Bad loan ratio steady in Feb.
By Luisa Maria Jacinta C. Jocson, Reporter
THE PHILIPPINE banking industry’s nonperforming loan (NPL) ratio remained steady in February, data from the Bangko Sentral ng Pilipinas (BSP) showed.
Data from the central bank showed that the banking sector’s NPL ratio stood at 3.44% as of end-February, unchanged from end-January.
However, it was higher than the 3.31% ratio in the same period a year ago.
The February ratio was also the highest in nine months or since the 3.46% recorded in May 2023.
The amount of bad loans increased by 13.4% to P466.114 billion as of February from P411.186 billion in the same period a year ago. It also inched up by 1.2% from the P460.76 billion seen as of end-January.
Loans are considered nonperforming once they remain unpaid for at least 90 days after the due date. They are deemed as risk assets given borrowers are unlikely to settle such loans.
Meanwhile, banks’ total loan portfolio increased by 9.1% to P13.54 trillion in February from P12.41 trillion a year ago. Month on month, it inched up by 1.2% from P13.38 trillion in the previous month.
“The existing high interest rate and elevated inflation environment may have contributed to the rise of bad loans year on year,” Ruben Carlo O. Asuncion, chief economist at Union Bank of the Philippines, Inc., said in a Viber message.
“The higher cost of borrowing does put pressure on existing loans and may expose newer loans to higher probability of default due to the prevailing interest rate conditions,” he added.
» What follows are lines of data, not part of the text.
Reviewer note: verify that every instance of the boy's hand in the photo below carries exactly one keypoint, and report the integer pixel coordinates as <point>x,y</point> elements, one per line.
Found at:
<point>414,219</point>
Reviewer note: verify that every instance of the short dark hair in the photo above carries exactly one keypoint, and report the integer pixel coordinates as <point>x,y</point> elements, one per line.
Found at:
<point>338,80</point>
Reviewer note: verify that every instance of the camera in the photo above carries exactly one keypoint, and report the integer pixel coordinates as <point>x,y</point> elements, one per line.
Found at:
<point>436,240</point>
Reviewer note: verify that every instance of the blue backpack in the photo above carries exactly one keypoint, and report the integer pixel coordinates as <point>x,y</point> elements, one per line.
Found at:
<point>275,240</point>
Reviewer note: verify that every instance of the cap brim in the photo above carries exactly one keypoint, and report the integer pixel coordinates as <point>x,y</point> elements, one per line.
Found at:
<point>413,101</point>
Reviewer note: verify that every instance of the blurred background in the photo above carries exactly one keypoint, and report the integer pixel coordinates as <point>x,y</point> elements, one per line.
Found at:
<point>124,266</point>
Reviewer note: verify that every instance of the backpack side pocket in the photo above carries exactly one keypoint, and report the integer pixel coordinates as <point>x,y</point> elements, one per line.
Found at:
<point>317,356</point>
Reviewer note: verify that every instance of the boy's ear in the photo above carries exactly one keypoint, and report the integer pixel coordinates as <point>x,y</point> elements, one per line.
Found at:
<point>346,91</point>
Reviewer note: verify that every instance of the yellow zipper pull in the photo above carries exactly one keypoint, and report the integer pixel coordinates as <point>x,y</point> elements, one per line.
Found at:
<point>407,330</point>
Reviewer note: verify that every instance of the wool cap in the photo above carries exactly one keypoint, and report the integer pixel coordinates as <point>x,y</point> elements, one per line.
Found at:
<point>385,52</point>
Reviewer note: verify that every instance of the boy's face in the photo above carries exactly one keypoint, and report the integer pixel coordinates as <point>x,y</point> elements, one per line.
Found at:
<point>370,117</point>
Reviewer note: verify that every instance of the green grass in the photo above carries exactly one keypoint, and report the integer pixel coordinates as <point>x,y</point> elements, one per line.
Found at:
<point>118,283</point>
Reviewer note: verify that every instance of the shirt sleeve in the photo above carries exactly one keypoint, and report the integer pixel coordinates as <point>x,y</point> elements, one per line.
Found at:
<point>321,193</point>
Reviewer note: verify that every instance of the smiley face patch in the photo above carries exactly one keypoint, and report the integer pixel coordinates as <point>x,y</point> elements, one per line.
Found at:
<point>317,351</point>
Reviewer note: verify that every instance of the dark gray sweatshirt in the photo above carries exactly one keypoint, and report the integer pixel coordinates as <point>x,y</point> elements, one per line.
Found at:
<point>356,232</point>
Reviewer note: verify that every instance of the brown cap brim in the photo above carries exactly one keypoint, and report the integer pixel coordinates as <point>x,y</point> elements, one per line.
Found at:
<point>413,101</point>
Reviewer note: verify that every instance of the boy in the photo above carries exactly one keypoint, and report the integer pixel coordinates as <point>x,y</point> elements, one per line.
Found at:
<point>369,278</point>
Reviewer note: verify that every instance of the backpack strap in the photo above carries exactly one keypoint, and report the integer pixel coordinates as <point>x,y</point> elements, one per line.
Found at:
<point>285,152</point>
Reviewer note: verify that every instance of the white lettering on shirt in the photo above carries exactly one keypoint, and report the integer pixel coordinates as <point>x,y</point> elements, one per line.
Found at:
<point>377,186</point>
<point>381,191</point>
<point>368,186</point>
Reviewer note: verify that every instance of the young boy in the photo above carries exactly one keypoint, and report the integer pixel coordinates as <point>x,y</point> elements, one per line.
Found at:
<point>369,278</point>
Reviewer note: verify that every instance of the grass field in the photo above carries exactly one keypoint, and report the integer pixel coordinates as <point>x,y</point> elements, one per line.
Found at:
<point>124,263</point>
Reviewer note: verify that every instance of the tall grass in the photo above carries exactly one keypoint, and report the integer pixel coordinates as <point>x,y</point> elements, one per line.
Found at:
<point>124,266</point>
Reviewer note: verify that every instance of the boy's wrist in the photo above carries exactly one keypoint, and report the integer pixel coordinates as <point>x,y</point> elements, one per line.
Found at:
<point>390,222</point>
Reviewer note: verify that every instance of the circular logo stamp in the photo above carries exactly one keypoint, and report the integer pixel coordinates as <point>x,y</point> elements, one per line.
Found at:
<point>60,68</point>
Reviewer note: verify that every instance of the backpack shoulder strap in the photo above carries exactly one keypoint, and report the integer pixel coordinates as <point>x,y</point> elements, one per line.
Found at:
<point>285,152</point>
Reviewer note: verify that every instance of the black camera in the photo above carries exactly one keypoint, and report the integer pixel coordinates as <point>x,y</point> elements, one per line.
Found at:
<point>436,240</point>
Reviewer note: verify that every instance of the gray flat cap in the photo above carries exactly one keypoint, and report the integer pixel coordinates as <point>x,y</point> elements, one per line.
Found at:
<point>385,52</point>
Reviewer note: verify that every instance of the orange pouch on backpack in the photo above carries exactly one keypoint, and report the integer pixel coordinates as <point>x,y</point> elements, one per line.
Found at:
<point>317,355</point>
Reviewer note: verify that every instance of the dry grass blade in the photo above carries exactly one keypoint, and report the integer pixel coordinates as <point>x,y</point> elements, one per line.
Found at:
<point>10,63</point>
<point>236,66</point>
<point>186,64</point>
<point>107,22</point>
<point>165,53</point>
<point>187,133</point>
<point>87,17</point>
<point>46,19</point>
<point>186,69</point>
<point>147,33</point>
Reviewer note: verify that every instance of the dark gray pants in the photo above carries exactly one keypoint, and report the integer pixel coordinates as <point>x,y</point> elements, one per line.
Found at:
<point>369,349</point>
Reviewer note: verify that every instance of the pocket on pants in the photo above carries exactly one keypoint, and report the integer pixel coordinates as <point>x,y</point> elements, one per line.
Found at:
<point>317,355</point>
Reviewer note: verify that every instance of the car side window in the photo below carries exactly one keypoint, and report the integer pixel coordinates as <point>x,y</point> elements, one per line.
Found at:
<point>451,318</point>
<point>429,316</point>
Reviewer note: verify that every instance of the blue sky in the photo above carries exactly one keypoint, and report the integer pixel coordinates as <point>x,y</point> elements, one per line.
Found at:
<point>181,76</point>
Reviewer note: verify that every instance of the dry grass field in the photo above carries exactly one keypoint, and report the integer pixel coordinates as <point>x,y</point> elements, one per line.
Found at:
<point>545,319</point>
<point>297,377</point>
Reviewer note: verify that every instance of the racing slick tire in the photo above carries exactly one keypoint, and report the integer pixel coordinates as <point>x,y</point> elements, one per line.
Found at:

The BSP has raised borrowing costs by 450 basis points (bps) from May 2022 to October 2023, bringing the benchmark rate to a near 17-year high of 6.5%.
The Monetary Board will hold its next policy review on April 8.
BSP data showed past due loans held by banks stood at P584.227 billion in February, up by 16.4% from P502.112 billion a year ago. This brought the past due ratio to 4.31% from 4.04% a year earlier.
Meanwhile, restructured loans declined by 8.9% to P292.085 billion in February from P320.542 billion a year ago. This was equivalent to 2.16% of total loans, lower than 2.58% a year earlier.
Banks’ loan loss reserves went up by 8.1% to P466.393 billion in February from P431.524 billion in the same period last year. These borrowings made up 3.44% of banks’ portfolios, slipping from 3.48% at end-February 2023.
“For the coming months, possible Fed and local policy rate cuts in the coming months could help reduce borrowing costs,” Rizal Commercial Banking Corp. Chief Economist Michael L. Ricafort said in a Viber message.
“(This) could all somewhat improve the ability to pay of some borrowers, thereby could lead to some improvement in banks’ NPL ratio, going forward,” he added.
BSP Governor Eli M. Remolona, Jr. has said that the central bank may begin cutting rates in its next few meetings.
The BSP is widely expected to begin policy easing when the US Federal Reserve delivers its first rate cut, which is projected to be by midyear.